"İsteseydin bizi yakalayabilirdin." dedim. "Ne oldu, niye geldin?"
"Anlatayım." dedi Erina şaşkın bakışlarımız arasında. "Tüm Kötükullar Seçkinlerin bir bütün olduğunu düşünüyor ama yanılıyorlar. Kocazirveli Yönetim Efendileri, diğer Seçkinleri yönetir. İyi işler yapanlar onurlandırılır ve kötü işler yapanlar kınanır." Ağlamaya başladı. "Benim yaptığım affedilmez bir hata. Bir devlet sırrını açığa çıkardım."
Ne var ki bize timsah gözyaşları gibi gelmişti Erina'nın gözlerindeki damlalar.
"Merak etme, egon tatmin olmazsa bir şey kaybetmezsin. Yüz yirmi Seçkinden biri olmak zaten yeterince onur verici bir şey olmalı."
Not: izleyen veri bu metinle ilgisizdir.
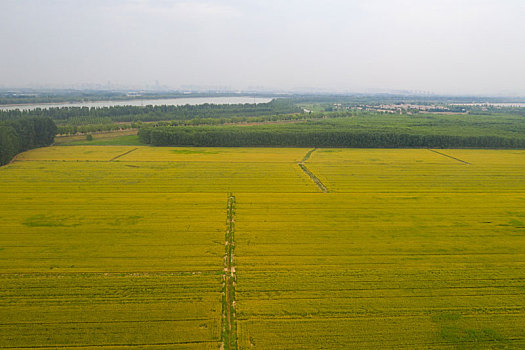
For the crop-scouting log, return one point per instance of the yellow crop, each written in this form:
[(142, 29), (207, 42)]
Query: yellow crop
[(117, 247)]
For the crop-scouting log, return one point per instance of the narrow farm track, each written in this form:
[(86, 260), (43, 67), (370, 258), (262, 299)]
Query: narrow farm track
[(229, 328), (123, 154), (311, 175), (446, 155)]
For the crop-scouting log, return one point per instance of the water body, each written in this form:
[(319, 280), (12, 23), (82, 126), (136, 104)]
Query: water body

"Bilmediğin şeyler var, zamanla anlayacaksın Belda." dedi sadece.
Ulu'ya, pardon Rae'ye döndü. "Siz..." dedi ancak devamını getiremedi.
"Neler olup bittiğini biliyorum." dedi Rae.
"İyi" dedi Erina. "Ülkenin işleyişini anlatmakla vakit kaybetmeyeceğim. Ama emin ol ki Belda, hiçbir şey sandığın gibi değil."
"Ben bir şey öğrenmek istiyorum." dedim. "Rebecca ve Rebel kim? Sakın öyle insanlar yok deme bana. Odanda gördüm. Sen Bilim Efendisi olmadan evvel sana verilen bir emirde geçiyor."
"Anlatayım." dedi. "Peşimden gelin."
"Telegram deneyi, Ulukara'da yapılmış en önemli deneydir fakat başarısızlıkla sonuçlanmıştır." dedi Erina, koridordaki gizemli kapının topuzunu açarken.
Beyaza boyalı yataklar vardı odada, yatakların üzerinde uykuda, hatta ölü gibi duran bir adam ve kadın vardı. Erina devam etti: "Telegram değişik bir akıl kontrol yöntemidir. On beş yıl önce Bilim Kurulu denek olmak üzere Rebecca ve Rebel Assen'i seçti. Yani nikâh yoluyla dünyaya gelen ilk Kötükulları."
"NE?" dedim.
"Fakat" dedi "Deneyin henüz ilk aşamasında komaya girdiler. Buraya geldikleri günden beri hiçbir Bilim Efendisi onları uyandırmayı başaramadı."
"Soy isimleri Assen dedin." dedim.
"Evet Belda. Yatanlar senin baban ve halan."
İçim bugüne kadar hiç tatmadığım hislerle dolmuştu. Yanlarına yaklaştım. Ne kadar da benziyorlardı sevgili babaanneme. Ben tohumcudan olmamıştım. Gerçek bir anne ve babadan dünyaya gelmiştim.
Onları tanımadan sevdiğimi fark ettim. Babaannemin gençlik fotoğrafındaki çocuklar, şimdi karşımdalardı.
Erina da bu sırada Rae'ye çocuk yapma sistemini anlatıyordu. Evliliğin yaygın olmamasına pek şaşırmıştı.
"Erina" dedim aniden. "Onları uyandıramaz mısın?"
"Maalesef." dedi. "Çünkü sistemi ben değil, can düşmanım Surita kurdu."
"Yalancı!" dedim. "İşine gelmiyor. Kötükulum falan ama Surita'nın Gündoğdu başkan yardımcısı olduğunu bilmeyecek kadar cahil değilim herhalde."
"Bilmediğin şeyler var demiştim." dedi Erina yine.
"E ANLAT O ZAMAN!" dedim.
"Bir saniye..." dedi Rae. "Bir isyan var ve Seçkinlerin varlığı tehlikede. Doğru mu söylüyorum?"
"Evet" dedi Erina.
"Sana yardım edecektir. Bence çağırmalıyız."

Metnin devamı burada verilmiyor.